Though all of Australia takes punishment of drug offences seriously, Queensland has always been well-known as one of the tougher states when it comes to legal penalties for such offences. If you or someone you know has unfortunately found themselves charged or convicted with a drug offence in Queensland, there are some basic things you should know before contacting a criminal lawyer.
What Exactly Is A Drug Offence?
Though seemingly a simple question, the answer is more nuanced than you might think. There are many different levels of drug offence, all of which vary in both severity and penalty type. The seriousness of your offence will likely hinge on: the classification of the substance(s) in question, the amount of the substance(s) in question, and your intended purpose with the substance(s) in question.
Possession: This offence doesn’t refer to the basic meaning of the word ‘possess’. While it will include drugs that are on your person or in your possession, it also includes a variety of other situations where the substances are still considered to be ‘in your possession’. The offence of possession simply refers to a person or party receiving and controlling a drug. This does not require it to be your drugs, and you may not even be required to be aware that the substance in question is an illegal drug.

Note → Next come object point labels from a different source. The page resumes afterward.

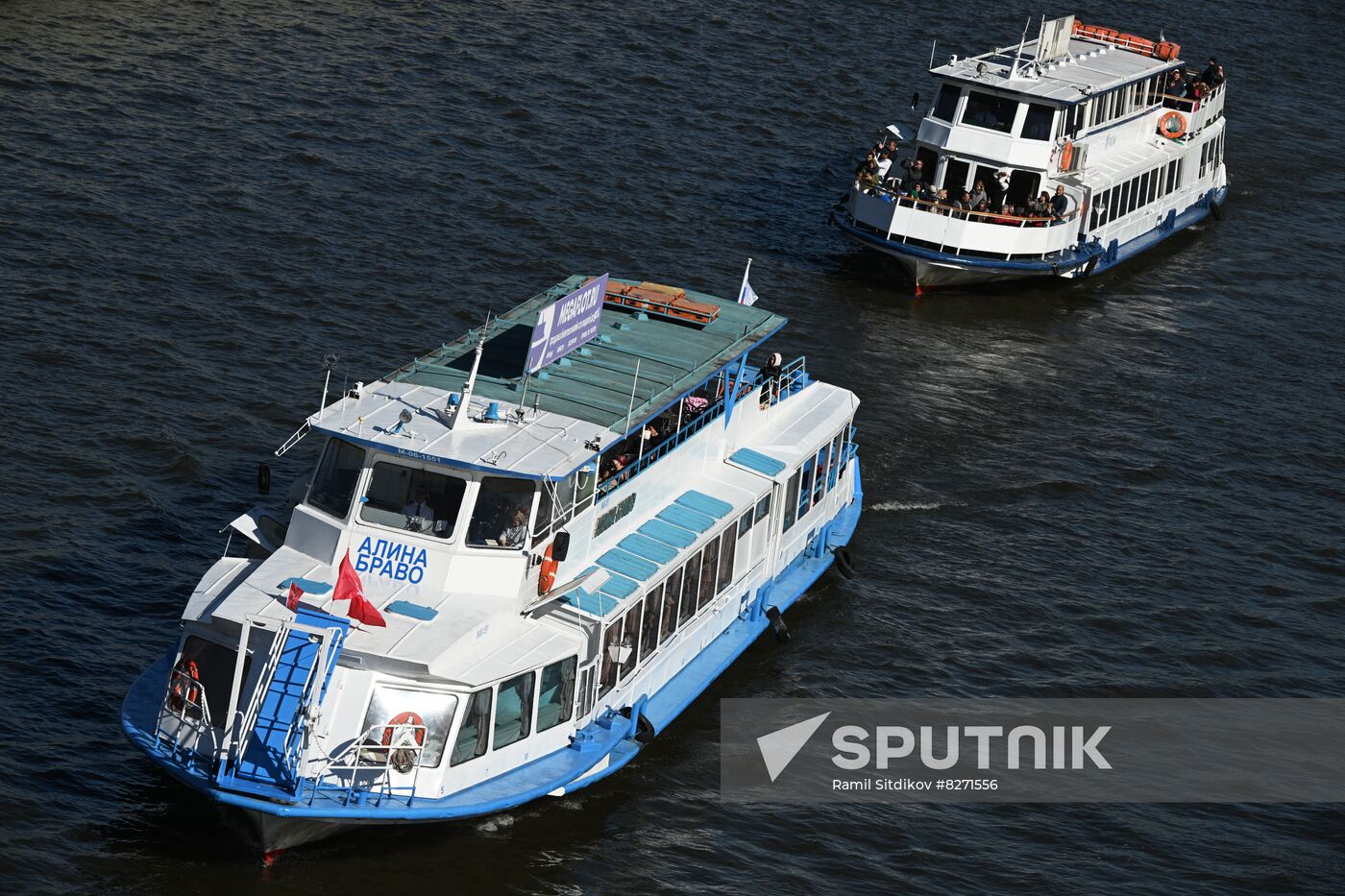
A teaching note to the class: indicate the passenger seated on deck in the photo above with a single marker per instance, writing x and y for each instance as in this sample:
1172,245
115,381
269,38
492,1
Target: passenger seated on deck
1213,73
1177,85
978,194
915,173
421,506
1059,204
884,163
517,529
770,375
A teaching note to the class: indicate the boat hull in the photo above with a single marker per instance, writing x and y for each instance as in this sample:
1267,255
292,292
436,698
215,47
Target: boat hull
932,269
601,748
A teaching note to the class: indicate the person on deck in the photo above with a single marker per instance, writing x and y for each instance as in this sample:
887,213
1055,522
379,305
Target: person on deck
515,532
1213,73
1059,204
420,507
978,194
915,173
884,164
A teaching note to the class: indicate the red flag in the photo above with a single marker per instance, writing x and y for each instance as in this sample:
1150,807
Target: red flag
347,583
365,611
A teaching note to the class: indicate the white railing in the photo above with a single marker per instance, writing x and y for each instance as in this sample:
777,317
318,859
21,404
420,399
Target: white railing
1197,111
185,704
957,230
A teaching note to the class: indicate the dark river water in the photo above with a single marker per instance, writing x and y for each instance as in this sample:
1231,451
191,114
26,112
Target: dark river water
1129,487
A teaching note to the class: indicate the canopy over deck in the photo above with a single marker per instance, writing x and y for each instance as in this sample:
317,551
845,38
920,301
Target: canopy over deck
567,403
1091,66
595,382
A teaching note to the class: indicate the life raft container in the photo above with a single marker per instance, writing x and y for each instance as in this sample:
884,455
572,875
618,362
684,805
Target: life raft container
1066,157
1165,50
184,688
547,577
1173,125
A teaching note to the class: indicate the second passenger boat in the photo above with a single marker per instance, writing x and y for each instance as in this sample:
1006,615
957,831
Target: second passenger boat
1082,108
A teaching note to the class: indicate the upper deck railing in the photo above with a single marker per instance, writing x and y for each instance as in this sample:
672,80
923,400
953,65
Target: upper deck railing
959,230
1197,111
641,455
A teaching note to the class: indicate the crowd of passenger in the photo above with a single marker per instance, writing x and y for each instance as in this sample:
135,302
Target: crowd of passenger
1192,90
907,183
616,460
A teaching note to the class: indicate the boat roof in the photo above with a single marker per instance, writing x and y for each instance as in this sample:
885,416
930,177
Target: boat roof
594,392
1089,67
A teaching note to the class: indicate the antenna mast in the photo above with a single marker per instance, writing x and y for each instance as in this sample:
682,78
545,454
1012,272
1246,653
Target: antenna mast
471,376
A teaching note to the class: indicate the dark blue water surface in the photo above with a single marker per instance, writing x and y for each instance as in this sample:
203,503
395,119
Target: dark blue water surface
1127,487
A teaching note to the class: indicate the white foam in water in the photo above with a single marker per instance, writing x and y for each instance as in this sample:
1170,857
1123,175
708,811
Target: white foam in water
904,505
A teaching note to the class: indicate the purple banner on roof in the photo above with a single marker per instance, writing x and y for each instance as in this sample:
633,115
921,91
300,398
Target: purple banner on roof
567,325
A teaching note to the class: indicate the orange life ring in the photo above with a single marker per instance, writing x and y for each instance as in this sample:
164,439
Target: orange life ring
179,691
548,576
1066,155
404,718
1173,117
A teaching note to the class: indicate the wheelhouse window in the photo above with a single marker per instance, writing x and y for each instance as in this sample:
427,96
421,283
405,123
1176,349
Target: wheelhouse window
820,483
806,489
392,705
836,463
338,473
1036,125
475,732
555,694
410,498
500,517
514,711
945,104
988,110
791,500
558,502
652,611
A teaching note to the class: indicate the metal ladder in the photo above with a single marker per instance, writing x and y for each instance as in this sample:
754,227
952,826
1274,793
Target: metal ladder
266,741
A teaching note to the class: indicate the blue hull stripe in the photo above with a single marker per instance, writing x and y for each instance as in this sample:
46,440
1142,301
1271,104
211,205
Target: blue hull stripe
611,738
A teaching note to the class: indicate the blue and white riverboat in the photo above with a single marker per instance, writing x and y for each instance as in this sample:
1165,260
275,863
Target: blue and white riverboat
1083,108
571,521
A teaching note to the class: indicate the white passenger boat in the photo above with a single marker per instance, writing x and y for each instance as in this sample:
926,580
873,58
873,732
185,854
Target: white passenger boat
1085,108
520,557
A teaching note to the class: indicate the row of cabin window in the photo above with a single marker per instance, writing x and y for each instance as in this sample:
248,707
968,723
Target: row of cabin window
994,111
1119,103
550,691
814,479
1212,154
1137,193
670,604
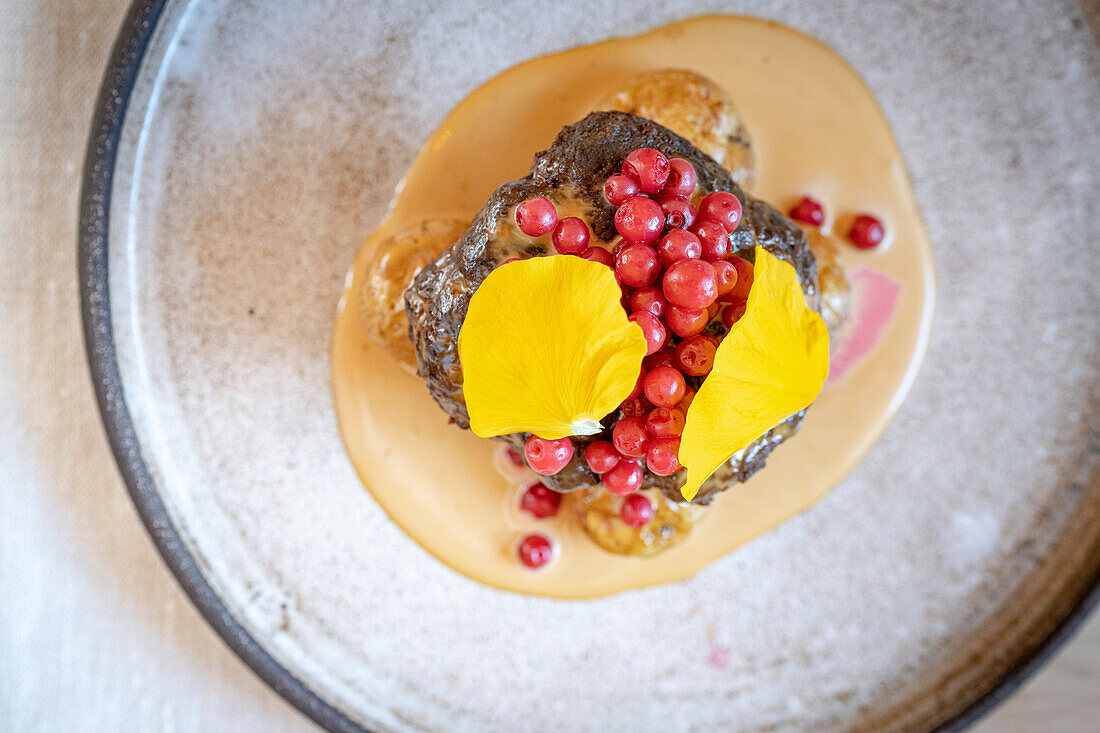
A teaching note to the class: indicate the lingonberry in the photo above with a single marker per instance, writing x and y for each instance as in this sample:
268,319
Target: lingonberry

Possession can involve holding a drug (knowingly or unknowingly) for a friend, illegal substances in your house, car, or personal items, as well as ownership of drug paraphernalia, even when the paraphernalia in question hasn’t been in direct contact with the illegal substance. If you are living with someone who is in possession of drugs, you may be considered guilty of possession as well. The more serious the classification and the larger the amount of the substance in question, the more serious the penalty for a possession charge will be.
Supplying: The charge of supplying isn’t exclusive to selling drugs, though that is a common misconception. You can be found guilty of supplying drugs even when you are receiving nothing in return for the exchange. And, in fact, you may be found guilty of supplying drugs through merely offering an illegal substance to someone.
If you supply, distribute, administer, or offer to do any of the three, you may be found guilty of the offence of supplying. The severity of the penalty levied against you will again be affected by the classification and amount of the substance involved, however the characteristics of the person you were supplying the substance to will also play a large role in your sentencing as well. Supplying to vulnerable individuals such as minors, the developmentally disabled, or unknowing victims will result in much more severe sentencing.
Trafficking: Trafficking drugs differs from supplying drugs in that it must be a commercial act, usually (but not always) at a larger scale and with a higher level of organisation. Trafficking, unlike supplying, must have a financial component and this is the offence most associated with organised crime and gang activity. However, this can still include smaller scale sales like selling to friends. Because there is a commercial gain involved with this crime, the penalties for trafficking are more severe than for those involved in supplying.
Importing: Essentially, importing is trafficking drugs internationally and will be considered a Commonwealth offence with extremely harsh penalties, including the possibility of a life sentence.
Producing: Drug production is as straightforward as it sounds: whether you are cooking or growing, owning the operation or merely participating, you can be found guilty of producing and will be subjected to extremely harsh penalties. Though there will be harsher penalties for more serious classifications of drug, you will still be liable regardless of the scope of your drug production.